Wolf in husky fur? AI and cybersecurity
If you take a critical look behind the scenes of the advertising messages, you first notice that the term "Artificial Intelligence" is used very liberally in the marketing departments. "AI-powered" products usually use only one aspect of AI, namely machine learning.
Machine learning, however, is neither particularly new nor innovative in the field of cybersecurity.
For more than 10 years, anti-malware vendors have been using machine learning to analyze vast numbers of new malware variants samples and - now fully automated - generate detection signatures.
Machine learning algorithms have been used in SPAM and phishing detection for 20 years now - although not exclusively.
It is important to understand that all of these application areas are generally not about "deep learning" - i.e., the use of multilayer artificial neural networks. These are still far too memory- and CPU-hungry for use on server or client systems whose main application area is not the neural network.
The machine learning algorithm for cybersecurity does not exist: machine learning is very well suited to operate in a narrowly defined task domain.

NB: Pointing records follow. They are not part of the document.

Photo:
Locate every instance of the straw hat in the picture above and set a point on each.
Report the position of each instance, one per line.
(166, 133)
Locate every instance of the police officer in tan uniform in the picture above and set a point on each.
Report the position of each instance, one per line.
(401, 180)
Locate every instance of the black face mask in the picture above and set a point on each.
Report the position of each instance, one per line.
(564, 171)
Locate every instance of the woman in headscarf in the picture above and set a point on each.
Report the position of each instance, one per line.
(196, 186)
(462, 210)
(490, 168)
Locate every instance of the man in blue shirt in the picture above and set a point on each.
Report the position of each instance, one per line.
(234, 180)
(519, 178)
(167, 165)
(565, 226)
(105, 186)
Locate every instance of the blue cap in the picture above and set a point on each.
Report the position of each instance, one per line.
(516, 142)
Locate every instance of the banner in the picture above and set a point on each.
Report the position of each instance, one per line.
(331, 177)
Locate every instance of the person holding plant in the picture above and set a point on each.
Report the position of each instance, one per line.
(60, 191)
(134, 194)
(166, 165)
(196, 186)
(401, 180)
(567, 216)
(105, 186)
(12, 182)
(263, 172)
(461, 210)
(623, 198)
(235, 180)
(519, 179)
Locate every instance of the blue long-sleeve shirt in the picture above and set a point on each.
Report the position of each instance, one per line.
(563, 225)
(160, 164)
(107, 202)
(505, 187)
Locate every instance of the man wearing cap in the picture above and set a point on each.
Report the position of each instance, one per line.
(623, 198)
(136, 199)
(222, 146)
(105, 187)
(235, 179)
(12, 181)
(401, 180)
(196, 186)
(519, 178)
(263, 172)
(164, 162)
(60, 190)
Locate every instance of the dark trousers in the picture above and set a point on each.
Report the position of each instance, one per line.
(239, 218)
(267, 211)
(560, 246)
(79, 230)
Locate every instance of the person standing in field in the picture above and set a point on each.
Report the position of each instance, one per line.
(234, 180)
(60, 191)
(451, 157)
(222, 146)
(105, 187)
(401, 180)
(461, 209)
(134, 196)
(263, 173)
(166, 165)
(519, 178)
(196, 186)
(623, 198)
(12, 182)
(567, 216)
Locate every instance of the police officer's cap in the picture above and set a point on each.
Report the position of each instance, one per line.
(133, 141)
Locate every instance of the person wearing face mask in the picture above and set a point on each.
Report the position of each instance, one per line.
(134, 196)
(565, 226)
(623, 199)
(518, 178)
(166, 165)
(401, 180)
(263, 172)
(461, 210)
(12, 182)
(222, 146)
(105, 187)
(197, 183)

Cybersecurity, and even a small slice like endpoint security, covers a wide range of possible attack vectors and methods. There is no "one-size-fits-all solution" from the AI bag of tricks here.
Machine learning algorithms get better and better "by themselves" over time? It is true that machine learning becomes better and better with large amounts of qualified data - in other words, it "learns".
By qualified data is meant that, in addition to the actual data, the algorithm also needs the information whether, for example, these files are infected or harmless, or whether an e-mail is ham or spam.
This means that, as a rule, the algorithms cannot be trained by the customer alone, because very few "normal users" are able, for example, to distinguish a malware-infected file from a clean file - at least as long as the malware (e.g. ransomware) has not become active.
Can AI solutions already replace classic security solutions today? Only the very, very brave - or very reckless - should back this horse.
Deterministic methods such as classic IP filters and/or pattern matching methods are still far superior for the vast majority of application fields, both in terms of performance and accuracy AI solutions. Depending on the area of application, it is also possible and sensible to weigh up the use of deterministic methods in the blacklist or whitelist procedure.
Do Machine Learning and Big (Training) Data necessarily improve the results? The quality of the results of a machine learning-based classifier, especially in the area of deep learning, depends not only on the algorithm, but also - or even more crucially - on the data with which it was trained.
Unfortunately, we users and end users cannot watch the cyber-security machine-learning algorithm make decisions. If we could do so, as scientists at the University of Washington have, we might discover cases like the one of the husky that was mistakenly identified as a wolf.
The reason for this was that most of the images of wolves used to train the system showed wolves in the snow. The visualization of the decision basis of the algorithm consequently showed that the animal on the only played a minor role in the decision. The presence of snow was decisive.